Und wer denkt jetzt an den Fakt, dass jedes Jahr bis zu 120.000 Menschen nur in Deutschland an raucherbedingtem Krebs sterben, mehr als 330 pro Tag? Keiner würde auf die Idee kommen, den Menschen das Rauchen zu verbieten, um eben diese Menschen vor dem Tod zu retten. Sehen wir die Särge dieser Menschen? Sie fallen nicht auf in einer betriebsamen, auf Hochtouren laufenden Wirtschaft. Erst der Stillstand zeigt uns die Särge, schlichtweg deshalb, weil sie nicht abtransportiert werden können, wenn alles stillsteht.

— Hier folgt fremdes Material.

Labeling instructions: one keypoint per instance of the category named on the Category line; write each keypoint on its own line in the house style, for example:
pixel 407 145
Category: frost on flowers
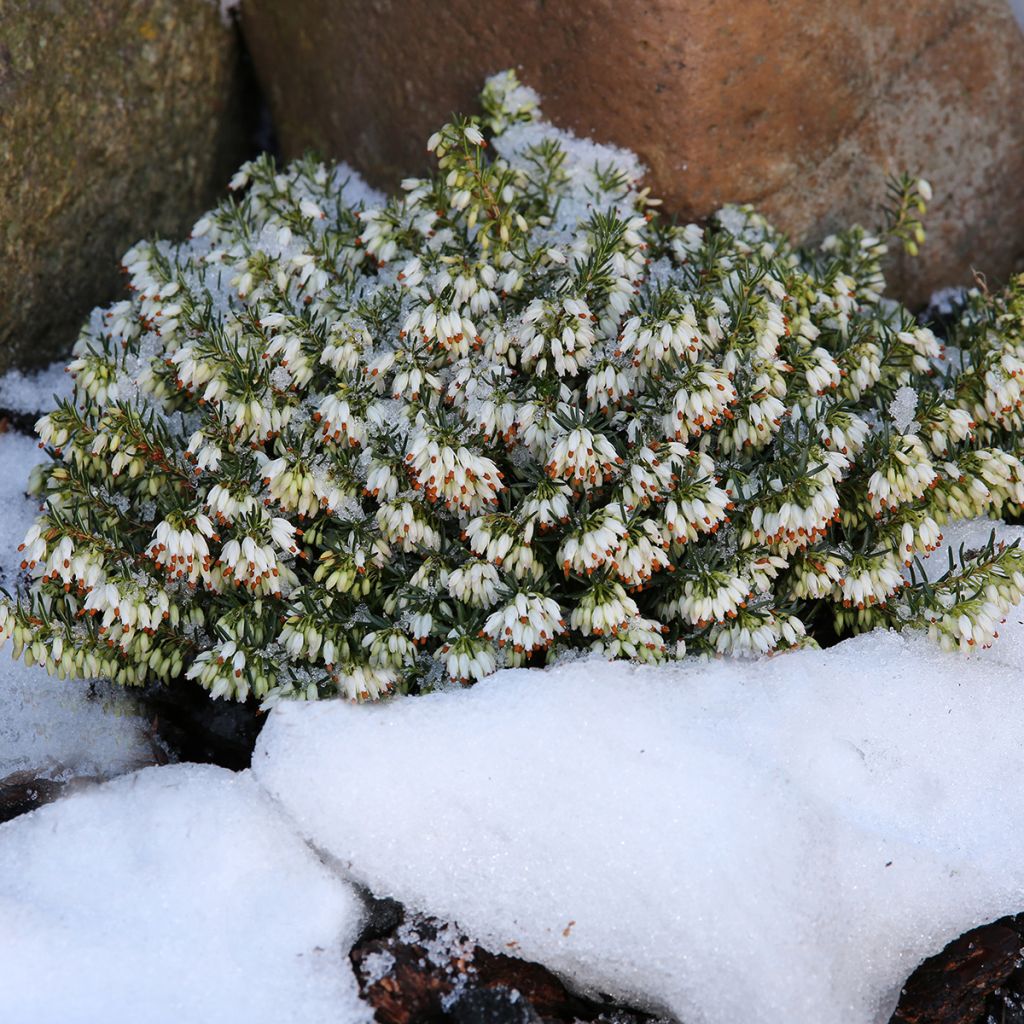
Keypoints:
pixel 339 444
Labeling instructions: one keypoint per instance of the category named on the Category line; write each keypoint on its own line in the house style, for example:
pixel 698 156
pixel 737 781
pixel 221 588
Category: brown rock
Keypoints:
pixel 952 986
pixel 802 107
pixel 119 120
pixel 420 969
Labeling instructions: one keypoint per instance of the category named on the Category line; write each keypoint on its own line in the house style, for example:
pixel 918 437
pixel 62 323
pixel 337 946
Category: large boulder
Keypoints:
pixel 802 107
pixel 119 119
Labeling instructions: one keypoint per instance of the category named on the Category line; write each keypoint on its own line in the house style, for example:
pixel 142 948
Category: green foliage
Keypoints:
pixel 334 443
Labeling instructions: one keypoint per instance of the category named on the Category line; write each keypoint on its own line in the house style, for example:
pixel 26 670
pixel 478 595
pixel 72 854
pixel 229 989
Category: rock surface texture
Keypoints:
pixel 119 119
pixel 802 108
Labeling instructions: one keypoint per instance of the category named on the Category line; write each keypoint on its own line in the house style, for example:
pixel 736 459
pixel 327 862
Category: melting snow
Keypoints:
pixel 777 842
pixel 175 894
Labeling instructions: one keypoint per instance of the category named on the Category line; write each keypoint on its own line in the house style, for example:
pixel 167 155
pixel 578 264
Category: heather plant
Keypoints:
pixel 340 444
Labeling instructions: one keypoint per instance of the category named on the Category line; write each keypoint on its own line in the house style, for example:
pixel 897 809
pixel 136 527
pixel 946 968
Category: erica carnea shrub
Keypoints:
pixel 334 443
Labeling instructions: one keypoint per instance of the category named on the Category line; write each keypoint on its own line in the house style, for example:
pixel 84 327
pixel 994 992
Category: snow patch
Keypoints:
pixel 778 842
pixel 174 894
pixel 34 392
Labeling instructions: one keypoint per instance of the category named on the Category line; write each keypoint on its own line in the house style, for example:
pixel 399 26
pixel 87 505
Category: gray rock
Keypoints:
pixel 801 107
pixel 119 119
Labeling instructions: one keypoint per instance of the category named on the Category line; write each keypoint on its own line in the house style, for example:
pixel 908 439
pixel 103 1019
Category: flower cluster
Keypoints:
pixel 336 443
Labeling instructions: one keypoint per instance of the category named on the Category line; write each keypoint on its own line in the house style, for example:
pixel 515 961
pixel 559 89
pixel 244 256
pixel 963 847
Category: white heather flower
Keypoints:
pixel 182 553
pixel 556 336
pixel 467 658
pixel 712 596
pixel 700 402
pixel 902 476
pixel 528 622
pixel 594 542
pixel 604 608
pixel 364 682
pixel 583 458
pixel 456 476
pixel 391 648
pixel 755 633
pixel 475 583
pixel 409 525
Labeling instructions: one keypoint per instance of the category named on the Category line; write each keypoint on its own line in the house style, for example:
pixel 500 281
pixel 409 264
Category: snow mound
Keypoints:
pixel 33 391
pixel 52 727
pixel 777 842
pixel 175 894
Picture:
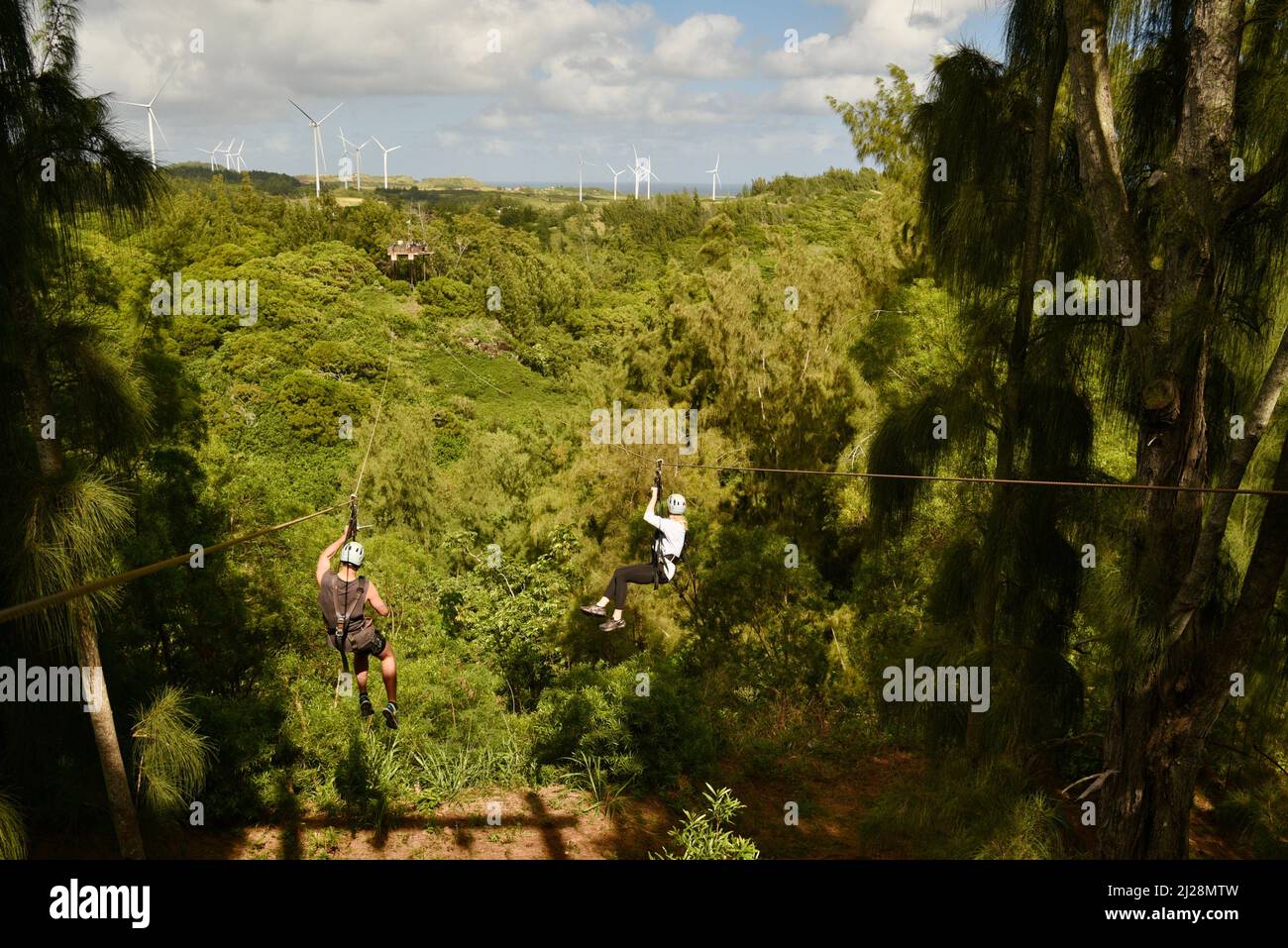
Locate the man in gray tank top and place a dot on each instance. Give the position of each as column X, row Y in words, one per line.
column 343, row 597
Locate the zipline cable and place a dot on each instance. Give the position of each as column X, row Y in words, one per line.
column 13, row 612
column 380, row 407
column 944, row 478
column 31, row 605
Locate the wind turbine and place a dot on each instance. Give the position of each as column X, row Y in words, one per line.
column 211, row 153
column 317, row 145
column 616, row 172
column 347, row 145
column 357, row 150
column 581, row 163
column 644, row 172
column 386, row 158
column 153, row 119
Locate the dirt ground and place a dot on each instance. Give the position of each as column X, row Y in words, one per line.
column 561, row 823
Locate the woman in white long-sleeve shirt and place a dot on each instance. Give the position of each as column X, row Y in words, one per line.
column 670, row 541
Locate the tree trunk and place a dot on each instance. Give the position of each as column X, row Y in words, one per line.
column 1170, row 690
column 50, row 453
column 120, row 800
column 1155, row 734
column 1030, row 254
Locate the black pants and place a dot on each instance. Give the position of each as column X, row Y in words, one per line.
column 638, row 574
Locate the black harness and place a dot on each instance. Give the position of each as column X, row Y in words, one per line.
column 343, row 616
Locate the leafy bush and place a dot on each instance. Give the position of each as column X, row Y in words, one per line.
column 704, row 833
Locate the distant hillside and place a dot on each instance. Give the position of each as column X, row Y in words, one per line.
column 270, row 181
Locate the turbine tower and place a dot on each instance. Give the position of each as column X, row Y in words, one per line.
column 317, row 145
column 211, row 153
column 357, row 151
column 644, row 172
column 616, row 172
column 581, row 163
column 386, row 158
column 347, row 145
column 153, row 119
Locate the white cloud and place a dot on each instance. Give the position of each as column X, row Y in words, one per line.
column 702, row 47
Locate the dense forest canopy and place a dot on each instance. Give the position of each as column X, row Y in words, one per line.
column 884, row 320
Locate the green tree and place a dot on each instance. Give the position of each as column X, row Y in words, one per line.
column 62, row 166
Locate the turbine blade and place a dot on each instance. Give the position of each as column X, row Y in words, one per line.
column 165, row 84
column 301, row 111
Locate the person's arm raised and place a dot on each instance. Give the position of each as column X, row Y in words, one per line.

Vor zwei Jahren sind täglich 110 Menschen an der starken Grippewelle gestorben, insgesamt 25000, so schätzte es das Robert Koch-Institut. Wo waren die täglichen Nachrichten über Infizierte und Tote? Erklärungen dafür? Bisher nicht. Im Übrigen gibt es immer deutlich mehr Infizierte als Tote, was uns eigentlich der gesunde Menschenverstand sagt. Also warum die täglichen Infiziertenzahlen im Fernsehen? Zu welchem Zweck, mit welcher Absicht? Warten wir darauf, bis endlich die Zahl kommt, dass 60 bis 70 Prozent infiziert und danach immun sind, weil dann die Herdenimmunität erreicht würde, also zirka 50 Millionen Menschen?

In einigen Jahren, so schätzen Mediziner, wird die Hälfte der Menschheit an Adipositas leiden. Herz- und Kreislauferkrankungen sind die Folge, Diabetes und andere Krankheiten, auch Krebs, und viele Tote. Wer verbietet diesen Menschen das ungesunde und das zu viele Essen? Wer schränkt zum Beispiel die Zuckermengen ein, die in vielen Lebensmitteln sind (zu viel Zucker schadet unserer Gesundheit erheblich!); die meisten Säfte sind im Grunde Zuckerwasser (steht übrigens auf dem Etikett). Ab wann dürfen wir daher Freiheiten der Menschen einschränken, zum Beispiel die Autonomie, sich selbst zu gefährden, durch das Rauchen, durch zu viel Alkohol (70.000 Alkoholtote soll es jährlich in Deutschland geben, 190 pro Tag)? Wer kämpft in der Politik, um diese Toten zu retten?